# 1 Homework 4

### 12.14 Excersises

# 12.14.5 Question 5

In the exercise, we examine in detail how an instruction is executed in single-cycle datapath. Problems in this exercise refer to a clock cycle in which the processor fetches the following instruction word: 0xadac0014.

For context: The encoded instruction is sw \$t4, 20(\$t5)
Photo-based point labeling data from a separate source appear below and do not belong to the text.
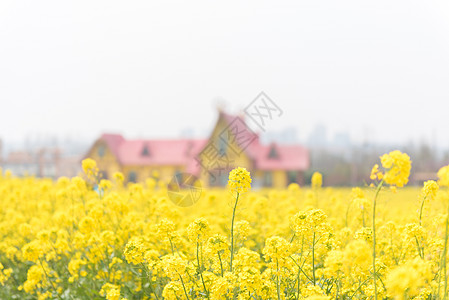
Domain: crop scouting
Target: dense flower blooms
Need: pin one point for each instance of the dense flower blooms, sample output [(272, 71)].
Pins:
[(429, 190), (84, 238)]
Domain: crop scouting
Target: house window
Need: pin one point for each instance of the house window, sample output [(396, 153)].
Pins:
[(268, 179), (101, 150), (145, 151), (132, 176)]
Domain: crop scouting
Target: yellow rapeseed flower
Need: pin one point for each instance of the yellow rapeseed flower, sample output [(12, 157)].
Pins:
[(239, 180)]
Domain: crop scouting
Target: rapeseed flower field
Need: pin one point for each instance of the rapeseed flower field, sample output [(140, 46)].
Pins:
[(90, 238)]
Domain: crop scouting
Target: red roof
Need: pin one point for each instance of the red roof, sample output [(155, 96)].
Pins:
[(183, 152), (159, 152)]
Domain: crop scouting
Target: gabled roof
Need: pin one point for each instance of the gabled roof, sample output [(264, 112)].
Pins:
[(184, 152), (160, 152)]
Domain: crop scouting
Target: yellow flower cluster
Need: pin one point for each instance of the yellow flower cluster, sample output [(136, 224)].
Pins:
[(88, 238), (239, 180)]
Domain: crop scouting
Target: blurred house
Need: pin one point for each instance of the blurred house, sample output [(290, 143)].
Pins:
[(231, 144), (45, 162)]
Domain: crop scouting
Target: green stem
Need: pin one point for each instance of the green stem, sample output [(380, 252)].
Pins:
[(184, 287), (374, 237), (313, 259), (232, 230), (221, 263), (443, 258), (200, 269), (277, 280)]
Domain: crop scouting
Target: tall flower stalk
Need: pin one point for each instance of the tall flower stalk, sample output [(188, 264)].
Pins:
[(239, 182), (397, 166)]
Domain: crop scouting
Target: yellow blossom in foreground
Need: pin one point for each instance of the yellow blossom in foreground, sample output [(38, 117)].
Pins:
[(429, 190), (239, 180)]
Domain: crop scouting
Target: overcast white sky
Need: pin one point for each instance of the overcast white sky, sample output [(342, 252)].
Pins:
[(153, 68)]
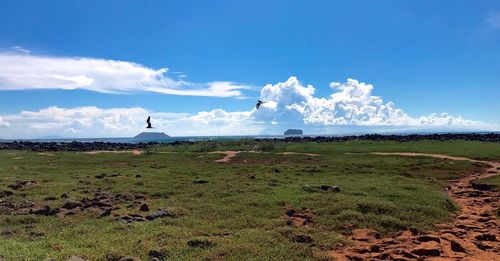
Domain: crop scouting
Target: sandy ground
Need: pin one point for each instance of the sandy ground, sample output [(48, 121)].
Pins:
[(473, 235)]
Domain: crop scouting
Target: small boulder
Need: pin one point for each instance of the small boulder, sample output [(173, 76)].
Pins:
[(200, 243), (144, 207), (430, 248), (160, 213), (5, 193), (44, 211), (304, 239), (427, 238), (330, 188), (365, 234), (482, 186), (157, 254)]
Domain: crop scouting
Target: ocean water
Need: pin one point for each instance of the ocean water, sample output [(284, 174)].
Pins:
[(166, 140)]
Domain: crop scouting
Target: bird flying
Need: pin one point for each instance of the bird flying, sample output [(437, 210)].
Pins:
[(259, 102), (148, 121)]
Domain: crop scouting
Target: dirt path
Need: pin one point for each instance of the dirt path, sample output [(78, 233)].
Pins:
[(232, 153), (473, 235)]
(a) What are the values of the ALU control unit's inputs for this instruction? Work:

#### Answer

- (b) What is the new PC address after this instruction is executed? Highlight the path through which this value is determined.
- (c) For each mux, show the values of its inputs and outputs during the execution of this instruction. List values that are register outputs at **Reg** [xn]
- (d) What are the input values for the ALU and the two add units?
- (e) What are the values of all inputs for the registers unit?

#### 12.14.7 Question 7

Problems in this exercise assume that the logic blocks used to implement a processor's datapath (COD Figure 4.21) have the following latencies:

|       | Register<br>File |      | ALU   |       |     | Register<br>Read |      |      | Control |
|-------|------------------|------|-------|-------|-----|------------------|------|------|---------|
| 250ps | 150ps            | 25ps | 200ps | 150ps | 5ps | 30ps             | 20ps | 50ps | 50ps    |

"Register read" is the time needed after the rising clock edge for the new register value to appear on the output. This value applies to the PC only. "Register setup" is the amount of time a register's data input must be stable before the rising edge of the clock. This value applies to both the PC and Register File.
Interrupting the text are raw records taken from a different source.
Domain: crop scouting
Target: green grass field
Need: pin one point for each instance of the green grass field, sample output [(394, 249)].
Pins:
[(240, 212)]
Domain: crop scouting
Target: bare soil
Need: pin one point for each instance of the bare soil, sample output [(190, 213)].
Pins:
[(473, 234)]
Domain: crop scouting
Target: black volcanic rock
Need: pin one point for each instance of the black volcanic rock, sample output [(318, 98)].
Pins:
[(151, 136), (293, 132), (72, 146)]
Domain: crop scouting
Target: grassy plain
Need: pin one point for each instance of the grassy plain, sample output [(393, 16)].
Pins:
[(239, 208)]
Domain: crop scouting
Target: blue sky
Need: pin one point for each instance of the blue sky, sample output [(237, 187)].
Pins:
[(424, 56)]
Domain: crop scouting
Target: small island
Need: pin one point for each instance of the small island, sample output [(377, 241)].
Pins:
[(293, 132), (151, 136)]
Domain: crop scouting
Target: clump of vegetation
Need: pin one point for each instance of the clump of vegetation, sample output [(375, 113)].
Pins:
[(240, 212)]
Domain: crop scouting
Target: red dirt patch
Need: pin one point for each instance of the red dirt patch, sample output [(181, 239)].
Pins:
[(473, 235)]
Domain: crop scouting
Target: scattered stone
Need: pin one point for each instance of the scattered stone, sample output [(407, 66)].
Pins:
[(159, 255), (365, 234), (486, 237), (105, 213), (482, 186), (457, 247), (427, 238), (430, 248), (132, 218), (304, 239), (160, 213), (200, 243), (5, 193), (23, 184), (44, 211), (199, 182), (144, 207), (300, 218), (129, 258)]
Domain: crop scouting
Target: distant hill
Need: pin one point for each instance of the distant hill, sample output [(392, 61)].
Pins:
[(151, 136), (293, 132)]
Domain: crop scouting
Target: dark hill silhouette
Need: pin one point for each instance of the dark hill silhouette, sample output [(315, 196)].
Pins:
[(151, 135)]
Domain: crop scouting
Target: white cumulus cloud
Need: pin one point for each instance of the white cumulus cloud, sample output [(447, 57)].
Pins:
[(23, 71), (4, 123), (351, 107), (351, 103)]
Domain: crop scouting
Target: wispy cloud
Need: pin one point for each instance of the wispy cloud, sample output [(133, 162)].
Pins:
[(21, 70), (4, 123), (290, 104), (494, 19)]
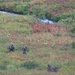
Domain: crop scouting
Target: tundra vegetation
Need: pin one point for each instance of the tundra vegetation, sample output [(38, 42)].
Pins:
[(52, 44)]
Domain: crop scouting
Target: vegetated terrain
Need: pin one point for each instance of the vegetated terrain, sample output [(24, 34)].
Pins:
[(47, 43)]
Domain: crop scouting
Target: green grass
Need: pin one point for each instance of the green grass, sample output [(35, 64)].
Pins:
[(44, 48)]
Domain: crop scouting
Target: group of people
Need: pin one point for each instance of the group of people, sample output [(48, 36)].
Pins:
[(11, 48)]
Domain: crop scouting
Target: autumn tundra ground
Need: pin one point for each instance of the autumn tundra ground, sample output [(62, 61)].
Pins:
[(44, 47)]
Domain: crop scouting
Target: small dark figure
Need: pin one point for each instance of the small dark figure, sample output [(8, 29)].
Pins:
[(24, 49), (11, 48), (49, 68), (52, 69), (55, 69)]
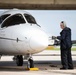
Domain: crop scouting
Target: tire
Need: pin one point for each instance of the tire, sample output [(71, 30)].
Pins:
[(31, 63), (19, 60)]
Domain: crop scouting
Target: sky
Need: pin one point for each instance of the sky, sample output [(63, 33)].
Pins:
[(50, 20)]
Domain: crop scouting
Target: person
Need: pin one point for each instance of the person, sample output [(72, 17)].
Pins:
[(65, 46)]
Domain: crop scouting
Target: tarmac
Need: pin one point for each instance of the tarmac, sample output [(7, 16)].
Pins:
[(48, 62)]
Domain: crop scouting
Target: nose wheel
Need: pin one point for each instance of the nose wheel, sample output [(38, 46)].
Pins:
[(30, 63), (19, 60)]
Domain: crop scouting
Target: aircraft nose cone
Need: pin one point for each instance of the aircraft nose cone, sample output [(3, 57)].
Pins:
[(39, 41)]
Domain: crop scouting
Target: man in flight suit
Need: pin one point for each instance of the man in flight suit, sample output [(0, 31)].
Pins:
[(65, 46)]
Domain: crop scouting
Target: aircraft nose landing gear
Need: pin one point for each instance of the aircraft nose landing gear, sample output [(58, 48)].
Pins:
[(19, 60), (30, 63)]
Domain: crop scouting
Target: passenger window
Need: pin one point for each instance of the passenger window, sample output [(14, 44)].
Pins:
[(13, 20), (3, 17), (30, 19)]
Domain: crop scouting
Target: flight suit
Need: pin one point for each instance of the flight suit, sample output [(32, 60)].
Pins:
[(65, 46)]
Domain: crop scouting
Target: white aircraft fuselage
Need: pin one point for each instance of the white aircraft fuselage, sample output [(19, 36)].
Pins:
[(20, 34)]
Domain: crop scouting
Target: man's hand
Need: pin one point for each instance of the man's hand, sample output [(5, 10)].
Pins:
[(54, 37)]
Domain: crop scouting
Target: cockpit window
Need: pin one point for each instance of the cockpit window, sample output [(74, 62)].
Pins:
[(30, 19), (3, 17), (13, 20)]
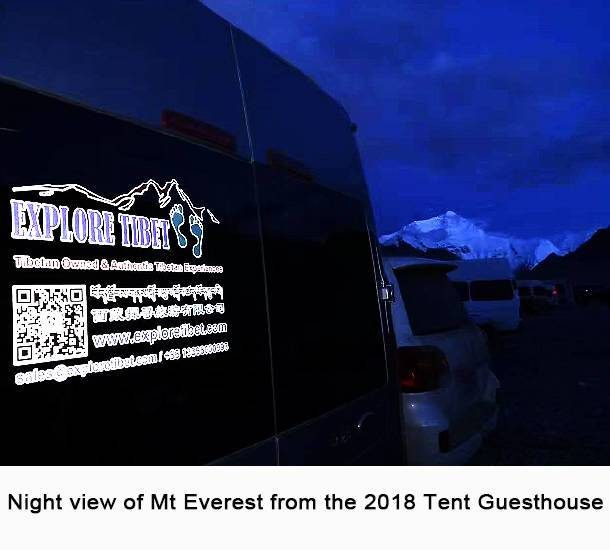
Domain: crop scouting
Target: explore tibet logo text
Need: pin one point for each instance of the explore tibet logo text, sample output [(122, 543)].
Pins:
[(41, 221)]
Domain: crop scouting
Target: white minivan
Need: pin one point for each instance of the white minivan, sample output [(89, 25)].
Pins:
[(487, 289), (448, 390)]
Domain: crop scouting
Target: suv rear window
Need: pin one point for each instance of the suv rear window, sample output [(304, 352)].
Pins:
[(462, 289), (430, 299), (501, 289)]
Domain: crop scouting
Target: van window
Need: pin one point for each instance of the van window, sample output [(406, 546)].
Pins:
[(63, 47), (501, 289), (199, 384), (430, 299), (281, 103), (323, 307), (462, 289)]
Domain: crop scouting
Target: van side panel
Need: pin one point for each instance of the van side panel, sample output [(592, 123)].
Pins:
[(133, 59)]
- (a) What is the latency of an R-type instruction (i.e., how long must the clock period be to ensure that this instruction works correctly)?
- (b) What is the latency of lw? (Check your answer carefully. Many students place extra muxes on the critical path.)

- (c) What is the latency of sw? (Check your answer carefully. Many students place extra muxes on the critical path.)
- (d) What is the latency of beq?
- (e) What is the latency of an arithmetic, logical, or shift I-type (non-load) instruction?
- (f) What is the minimum clock period for this CPU?

## 12.14.10 Question 10

When the processor designers consider a possible improvement to the processor datapath, the decision usually depends on the cost/performance trade-off. In the following three problems, assume that we are beginning with the datapath from COD figure 4.21, the latencies from Exercise 4.7, and the following costs:

|       | Register |     |     |       |       | Single   | Sign   | Sign |         |
|-------|----------|-----|-----|-------|-------|----------|--------|------|---------|
| I-Mem | File     | Mux | ALU | Adder | D-Mem | Register | extend | gate | Control |
| 1000  | 200      | 10  | 100 | 30    | 2000  | 5        | 100    | 1    | 500     |

Suppose doubling the number of general purpose registers from 32 to 64 would reduce the number of lw and sw instruction by 12%, but increase the latency of the register file from 150 ps to 160 ps and double the cost from 200 to 400. (Use the instruction mix from Exercise 4.8 and ignore the other effects on the ISA discussed in Exercise 2.18.)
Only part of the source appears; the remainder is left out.